Quanto all'appendice, che tu mi hai detto "si è scritta da sola"... beh... forse hai sperimentato leggermente quello che Alce Nero descrive come un "buco", ovvero una "porta" che lascia fluire parole e immagini direttamente dalle dimensioni sottili. Vuoi dire che, quindi, per un attimo sei diventato lo Specchio che tanto ami...?
Grazie per questo saggio... di nuovo mi inchino dinnanzi alla tua imponente bravura.
Con tutto il rispetto possibile...

Re: PORTA SULL’ALTROVE: Note di simbologia dello Specchio (Punti: 1)
da Elke 10 Giu 2008 - 04:23
(Info utente | Invia il messaggio)
Mi unisco a Violet nel dire che questo è davvero un canto di ispirazione e Bellezza!
Come hai saputo descrivere le antiche dee, e come concepisci con reverente rispetto e Amore il femminile, come nell'ultima parte si riesca quasi a vedere la radura incantata, le sacerdotesse e l'uomo che le osserva...sono tutte cose che emozionano.
Rileggerò quest'articolo, perchè credo che per cogliere tutto quello che dice servano varie letture.
Infiniti complimenti, sorrisi e inchini a te che hai saputo cogliere il femminile in maniera così potente...

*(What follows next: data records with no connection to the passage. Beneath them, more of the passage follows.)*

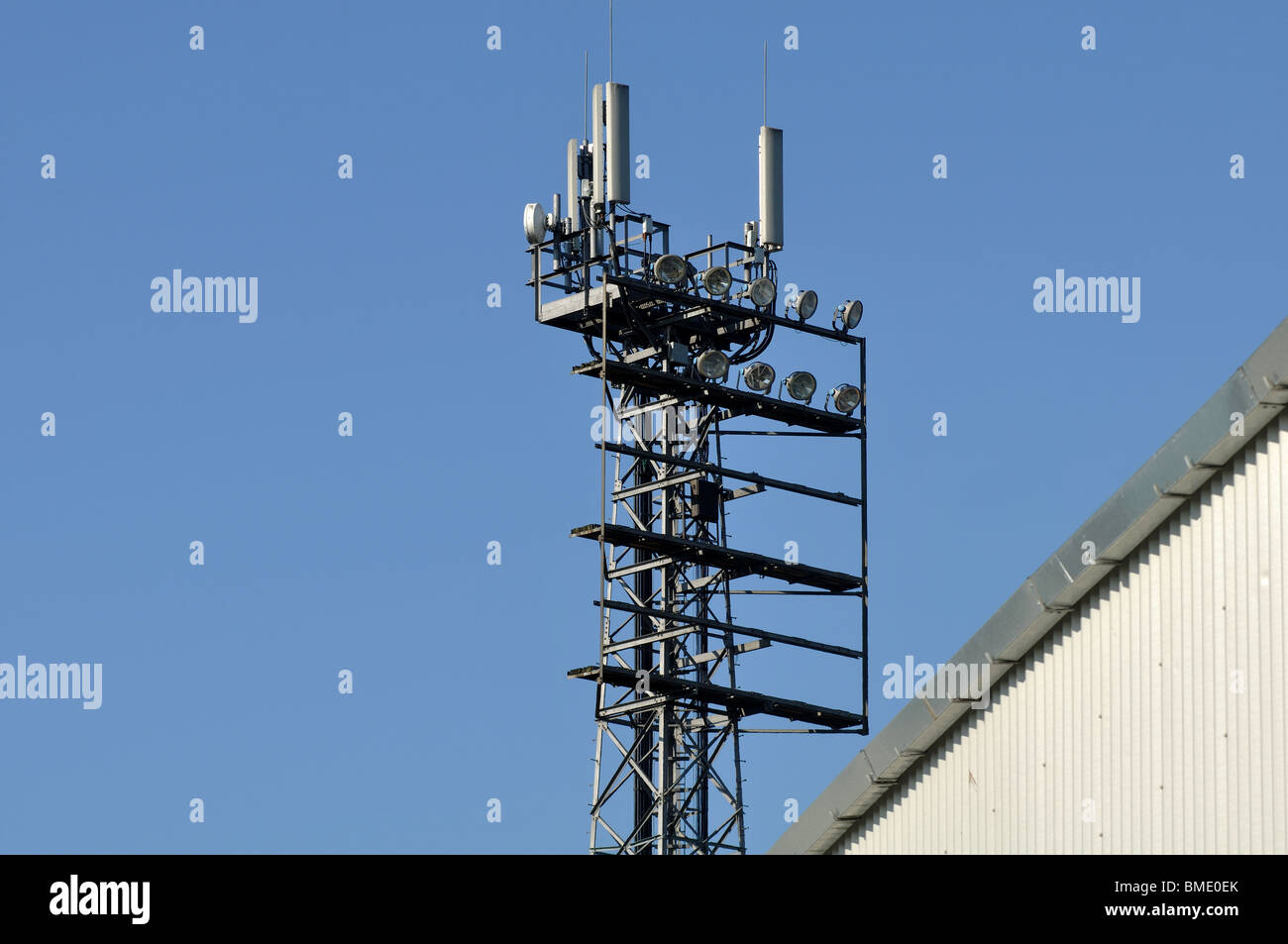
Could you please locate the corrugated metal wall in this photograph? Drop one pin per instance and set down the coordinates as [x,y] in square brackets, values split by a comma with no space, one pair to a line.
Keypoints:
[1150,720]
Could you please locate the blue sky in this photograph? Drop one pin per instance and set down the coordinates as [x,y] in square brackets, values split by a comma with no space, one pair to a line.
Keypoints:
[370,553]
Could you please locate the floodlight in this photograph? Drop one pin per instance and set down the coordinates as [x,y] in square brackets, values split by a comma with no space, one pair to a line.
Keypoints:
[670,269]
[535,223]
[806,303]
[763,292]
[717,281]
[846,398]
[800,385]
[758,376]
[848,314]
[712,364]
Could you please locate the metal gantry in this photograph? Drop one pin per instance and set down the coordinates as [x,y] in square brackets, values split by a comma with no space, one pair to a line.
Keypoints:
[669,708]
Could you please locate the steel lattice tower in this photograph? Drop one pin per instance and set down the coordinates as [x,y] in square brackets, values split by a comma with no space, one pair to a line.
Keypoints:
[660,326]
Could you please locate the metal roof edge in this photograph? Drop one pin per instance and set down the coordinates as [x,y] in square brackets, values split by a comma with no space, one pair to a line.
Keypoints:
[1258,390]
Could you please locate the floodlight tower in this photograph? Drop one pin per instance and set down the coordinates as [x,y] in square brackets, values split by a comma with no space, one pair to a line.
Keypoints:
[668,333]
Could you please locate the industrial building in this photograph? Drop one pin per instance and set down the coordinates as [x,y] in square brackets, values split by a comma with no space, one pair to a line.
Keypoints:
[1138,675]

Re: PORTA SULL’ALTROVE: Note di simbologia dello Specchio (Punti: 1)
da fabiola (favola61@libero.it) 13 Giu 2008 - 23:23
(Info utente | Invia il messaggio) http://.....)
mi sono allontanata dal tempio per un breve tempo che è durato un'eternità e al mio ritorno ho trovato un dono bellissimo che mi porterà avanti nel mio sentiero. Grazie Alessandro per l'amore, la sensibilità e la conoscenza che ci hai regalato e grazie anche per la bellissima visione finale che mi fa intravvedere in lontananza la fonte da dove sgorga il mio (nostro) essere. In questo specchio guardo e spero un giorno di entrare.

Re: PORTA SULL’ALTROVE: Note di simbologia dello Specchio (Punti: 1)
da fairymoon (alphazulu@interfree.it) 23 Giu 2008 - 13:34
(Info utente | Invia il messaggio)
un lavoro imponente e ricco di passione, di suggestioni, di competenza e di amore, un lavoro splendido!
grazie infinite, lascia senza fiato!

Re: PORTA SULL’ALTROVE: Note di simbologia dello Specchio (Punti: 1)
da Alessandro 24 Giu 2008 - 01:50
(Info utente | Invia il messaggio) http://creviceweeds.over-blog.net)
Non so come ringraziarvi per le vostre generose parole, che mi rendono felice, ma quello che c’è di buono in questo testo lo devo a voi, perché sebbene la strada per giungere qui sia stata lunga e il cammino sia tutt’altro che concluso, senza arrivare al Tempio e all’Isola, e senza incontrare voi, non avrei mai potuto «vedere nello Specchio» e scriverlo…Vi abbraccio forte… Grazie!